It appears that the traditional Turkey and local Salmon have been replaced with imported Brazilian birds and “chum salmon” imported from China. What is really a turn-off for these 5 GBP morsels – known as “Christmas Wild Salmon side with lemon and thyme butter” – is that many Inuit tribes have used this “chum salmon” to feed their dogs, as in not fit for human consumption.
The sudden appearance of “chum salmon” has really shocked shoppers.
You see, farmed salmon – primarily Scottish in origin in years past – has gotten quite pricey, and the chum is the cheaper alternative, being twenty to thirty percent more economical.
A traditional salmon side of 600 grams may run you 10 GBP to 12 GBP, however this “dog salmon” retails for around 5 GBP.
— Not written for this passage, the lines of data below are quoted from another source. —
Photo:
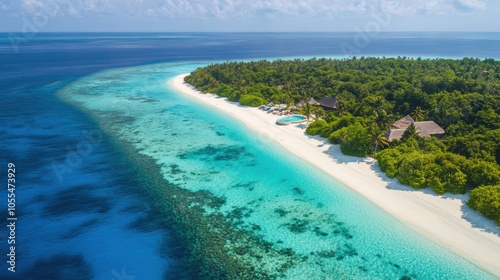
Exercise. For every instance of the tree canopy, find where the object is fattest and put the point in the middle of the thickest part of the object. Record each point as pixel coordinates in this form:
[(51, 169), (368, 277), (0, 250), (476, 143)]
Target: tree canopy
[(462, 96)]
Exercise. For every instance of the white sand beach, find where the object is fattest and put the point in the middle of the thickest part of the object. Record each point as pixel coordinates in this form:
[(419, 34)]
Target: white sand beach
[(445, 220)]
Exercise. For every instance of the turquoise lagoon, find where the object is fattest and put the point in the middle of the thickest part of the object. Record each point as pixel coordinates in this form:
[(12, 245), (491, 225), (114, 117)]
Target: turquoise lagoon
[(314, 227)]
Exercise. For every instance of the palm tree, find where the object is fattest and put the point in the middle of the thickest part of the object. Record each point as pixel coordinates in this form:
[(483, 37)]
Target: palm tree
[(307, 111), (418, 114), (319, 112), (377, 138), (410, 132)]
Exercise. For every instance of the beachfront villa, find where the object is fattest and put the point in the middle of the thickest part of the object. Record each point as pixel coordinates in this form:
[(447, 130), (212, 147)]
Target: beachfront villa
[(310, 101), (328, 103), (425, 128)]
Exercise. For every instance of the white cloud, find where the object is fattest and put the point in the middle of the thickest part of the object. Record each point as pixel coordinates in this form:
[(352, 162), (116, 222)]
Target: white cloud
[(225, 9)]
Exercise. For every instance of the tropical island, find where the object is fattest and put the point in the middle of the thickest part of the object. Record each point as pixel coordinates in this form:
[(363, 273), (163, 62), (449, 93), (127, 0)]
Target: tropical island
[(429, 122)]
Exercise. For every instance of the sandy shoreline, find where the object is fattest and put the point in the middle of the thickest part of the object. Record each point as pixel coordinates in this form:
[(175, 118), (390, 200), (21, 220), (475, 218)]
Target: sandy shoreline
[(444, 219)]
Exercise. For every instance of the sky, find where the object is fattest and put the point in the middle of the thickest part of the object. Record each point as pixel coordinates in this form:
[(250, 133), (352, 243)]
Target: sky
[(248, 15)]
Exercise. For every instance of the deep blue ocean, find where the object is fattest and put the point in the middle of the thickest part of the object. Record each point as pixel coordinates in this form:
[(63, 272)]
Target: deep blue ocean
[(83, 212)]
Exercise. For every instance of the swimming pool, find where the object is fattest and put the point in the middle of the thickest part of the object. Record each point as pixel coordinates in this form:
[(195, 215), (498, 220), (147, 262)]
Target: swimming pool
[(292, 119)]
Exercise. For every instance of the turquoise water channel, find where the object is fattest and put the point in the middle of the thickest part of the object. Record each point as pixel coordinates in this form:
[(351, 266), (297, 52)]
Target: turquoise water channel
[(309, 226)]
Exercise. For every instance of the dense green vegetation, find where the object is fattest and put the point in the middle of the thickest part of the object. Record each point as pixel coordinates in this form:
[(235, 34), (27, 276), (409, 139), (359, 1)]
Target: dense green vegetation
[(462, 96)]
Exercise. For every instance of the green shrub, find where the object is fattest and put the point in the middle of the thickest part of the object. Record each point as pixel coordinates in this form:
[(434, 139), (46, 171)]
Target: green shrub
[(251, 100), (482, 173), (326, 131), (388, 161), (486, 199), (315, 127), (235, 96)]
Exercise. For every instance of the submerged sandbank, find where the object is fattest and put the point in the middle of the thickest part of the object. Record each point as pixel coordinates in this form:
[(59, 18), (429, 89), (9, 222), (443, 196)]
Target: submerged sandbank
[(444, 219)]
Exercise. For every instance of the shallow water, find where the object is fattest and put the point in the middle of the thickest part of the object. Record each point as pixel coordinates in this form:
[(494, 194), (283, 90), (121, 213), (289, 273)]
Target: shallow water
[(101, 222), (313, 227)]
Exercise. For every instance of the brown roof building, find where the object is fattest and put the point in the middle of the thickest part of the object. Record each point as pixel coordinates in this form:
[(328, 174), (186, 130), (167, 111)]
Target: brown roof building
[(425, 129), (328, 102), (310, 101)]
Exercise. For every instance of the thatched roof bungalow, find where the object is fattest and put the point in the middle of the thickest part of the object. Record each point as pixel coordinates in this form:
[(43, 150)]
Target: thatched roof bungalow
[(328, 103), (425, 128), (310, 101)]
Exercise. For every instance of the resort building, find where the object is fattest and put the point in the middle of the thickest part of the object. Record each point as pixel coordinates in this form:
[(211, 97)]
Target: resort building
[(310, 101), (328, 103), (425, 129)]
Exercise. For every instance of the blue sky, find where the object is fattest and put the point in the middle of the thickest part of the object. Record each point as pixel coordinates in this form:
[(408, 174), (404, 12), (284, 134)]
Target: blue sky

However, it is not just this “dog salmon” which has been hitting the shelves. Many retailers are also opting for foreign bred geese as well, which has the National Farmers’ Union in an uproar.
“There is concern about how much food is coming in from overseas for Christmas – particularly when it’s dressed up as a traditional product and can quite easily be misleading,” fumed head of the NFU’s food chain unit, Lee Woodger.
“British farmers pride themselves on the quality of the food they produce, both in terms of the environmental and welfare standards, and traceability.
“Consumers can only get a 100 per cent guarantee on where food is farmed, produced and packaged if they see the tractor logo with a Union Jack on the packaging.”
That being said, the cheaper alternatives are sure to be the norm this Christmas, what with the current economic crisis the world over.